The hardest skies to take to the photo-bank are the clear ones, where the landscape benefits from the warm, rich glow of that last “golden hour,” but the skies simply fade to the pale blue of a lost lover’s eyes.

That might be emotive to you, but is likely to underwhelm viewers who never knew her.

That is the perpetual bane of desert photographers, especially those of us who have to pay big bucks to get there, burn scant vacation time, and come home with sub-optimal shots for our efforts because we can’t hang around waiting for the infrequent cloud cover to creep in.  The cactus may be in bloom, but a boring sky yields a B+ photo at best.

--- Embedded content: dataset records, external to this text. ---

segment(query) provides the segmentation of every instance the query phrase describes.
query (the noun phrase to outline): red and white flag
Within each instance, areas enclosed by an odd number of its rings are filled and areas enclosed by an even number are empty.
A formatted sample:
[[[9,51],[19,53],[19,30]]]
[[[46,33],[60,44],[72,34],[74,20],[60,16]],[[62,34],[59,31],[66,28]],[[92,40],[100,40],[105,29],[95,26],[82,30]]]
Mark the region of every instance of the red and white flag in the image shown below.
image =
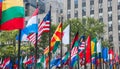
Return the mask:
[[[10,63],[10,57],[8,58],[5,58],[4,61],[3,61],[3,64],[1,65],[1,67],[3,69],[5,69],[5,67]]]

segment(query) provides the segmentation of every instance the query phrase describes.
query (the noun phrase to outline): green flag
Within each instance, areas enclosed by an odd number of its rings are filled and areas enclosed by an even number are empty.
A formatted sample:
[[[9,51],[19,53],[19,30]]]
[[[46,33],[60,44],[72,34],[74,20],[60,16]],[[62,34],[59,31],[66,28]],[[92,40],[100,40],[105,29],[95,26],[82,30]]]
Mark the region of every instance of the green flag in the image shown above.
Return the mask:
[[[59,44],[60,44],[60,41],[56,41],[56,42],[55,42],[55,45],[54,45],[54,48],[53,48],[53,53],[56,52]]]

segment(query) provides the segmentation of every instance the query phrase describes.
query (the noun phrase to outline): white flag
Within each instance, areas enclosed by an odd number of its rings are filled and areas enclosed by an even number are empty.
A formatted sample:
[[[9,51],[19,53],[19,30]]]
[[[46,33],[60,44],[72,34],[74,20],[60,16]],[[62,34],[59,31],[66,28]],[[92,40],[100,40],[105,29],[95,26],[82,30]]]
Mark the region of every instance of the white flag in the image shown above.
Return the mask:
[[[68,25],[64,30],[63,30],[63,38],[62,38],[62,43],[63,44],[69,44],[69,32],[70,32],[70,25]]]
[[[97,42],[97,53],[100,53],[101,52],[101,40],[98,40]]]

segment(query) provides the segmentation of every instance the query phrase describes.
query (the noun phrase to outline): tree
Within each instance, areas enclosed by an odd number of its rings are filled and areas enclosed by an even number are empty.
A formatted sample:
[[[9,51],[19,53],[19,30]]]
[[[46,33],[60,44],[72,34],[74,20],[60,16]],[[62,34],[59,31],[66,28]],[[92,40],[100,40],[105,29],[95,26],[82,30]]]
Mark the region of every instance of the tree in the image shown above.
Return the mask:
[[[93,37],[102,37],[105,24],[95,20],[94,18],[83,18],[83,19],[71,19],[65,22],[66,24],[71,24],[71,32],[79,32],[80,35],[91,35]]]

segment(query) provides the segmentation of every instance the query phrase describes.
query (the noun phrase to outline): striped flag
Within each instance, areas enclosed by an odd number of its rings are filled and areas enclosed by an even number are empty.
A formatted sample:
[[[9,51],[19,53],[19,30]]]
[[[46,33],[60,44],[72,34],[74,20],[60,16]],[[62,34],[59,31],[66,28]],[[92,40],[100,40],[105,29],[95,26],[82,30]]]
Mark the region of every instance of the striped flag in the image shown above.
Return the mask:
[[[52,51],[54,49],[54,45],[56,43],[56,41],[61,41],[61,28],[62,28],[62,23],[60,23],[57,27],[57,29],[55,30],[51,41],[50,41],[50,51]],[[44,50],[44,54],[47,54],[49,52],[49,46],[46,47],[46,49]]]
[[[5,67],[6,67],[9,63],[10,63],[10,57],[5,58],[4,61],[3,61],[3,63],[2,63],[2,65],[1,65],[1,67],[2,67],[3,69],[5,69]]]
[[[51,19],[51,12],[49,11],[47,15],[44,17],[41,23],[38,25],[38,40],[40,39],[43,32],[49,32],[50,30],[50,19]],[[30,34],[28,36],[28,40],[32,43],[36,43],[36,34]]]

So here’s what I do to salvage the heartbreak of beautiful, clear skies:

Get to the highest point you can, and turn around.   Look away from the setting sun.  Finding a nice foreground element in these conditions means that it will be warmly lit until the sun drops below the horizon, rather than being back-lit, which requires fancy filter work and substantial post-processing in Photoshop to recover the dark areas and get the balance right.

And behind your chosen subject, you’ll get to watch the blue of the sky deepen to a band of lovely warm light, pink or orange or magenta, and below that, a darker band of indigo and violet and midnight blue.

This is “Earth Shadow,” a term I first heard from my photo mentor Lizz Bartlett.  It’s literally the Earth’s shadow, your  shadow, creeping up the dome of the heavens as the sun “moves” in the opposite direction.  And the red band results from the light you’re seeing having passed through all of the air between you and the sunset, then most of the air between you and the opposite horizon, then all of the air traveling back to your eyes (or, hopefully, your lens!)

The total effect can be a satisfactory salvaging of an otherwise unsatisfactory shoot.

Here are four examples of Earth Shadow shots, all taken at a farm in a high meadow in Windsor, MA.  A few dark blobs (Cumulus turdis ) clung to the rim of the western horizon as the sun set, so I turned Eastward.*

[*Ed. – In fact, the little pansy couldn’t face into the stiff wind with the temps in the single digits, but don’t expect him to admit that…]

I found a pair of old, storm-damaged maples and, feeling no need to leave my vehicle*, shot these from the driver’s seat, hand-held at a too-large fraction of a second (thank Gawd  for Canon’s excellent image stabilization technology) and a relatively high ISO, like 2000.

[*Ed. – See, I told you! ]

The sun had actually left the foreground by this time, so there was indeed some post-processing done to these, but I hope they’ll still demonstrate my main point.

I’m calling this one, “Barn Hiding Behind Maple:”

The Earth Shadow hasn’t yet progressed to the indigo stage, but it will, and soon.

Here’s a fun one I titled, “Barn Arriving Too Late to Save a Damaged Tree:”

I thought that was funny.  Note the rising line of shadow beneath the rose band.

Here’s a shot of the second tree, titled simply, “Goodnight, Tree:”

I waved, but couldn’t pick myself out on the horizon.  Dang.

And finally, showing the full effect, “Goodnight, Barn:”

That was the last shot of the night; I rolled up the window and headed for home.

I hope that didn’t come off as a mediocre joke which takes all damned night to tell.  But you know, I try to frequent the websites of much better photographers than me, hoping to learn something.  And guess what?

They’re mostly stingy bastards. Excepting those writing “How-To” columns for photography magazines and for manufacturers of filters such as Singh-Ray, my favorite filters, they’ll say nice things to your face, but don’t expect any useful tips beyond, “Shoot lots.”

That’s not bad advice, but as I learn, I hope to do a bit more to “pay it forward.”

G’night.

Oh, and by the way, none of these shots have anything more than a circular polarizer affixed to the lens; the blowing snow and hand-held format didn’t really allow for it.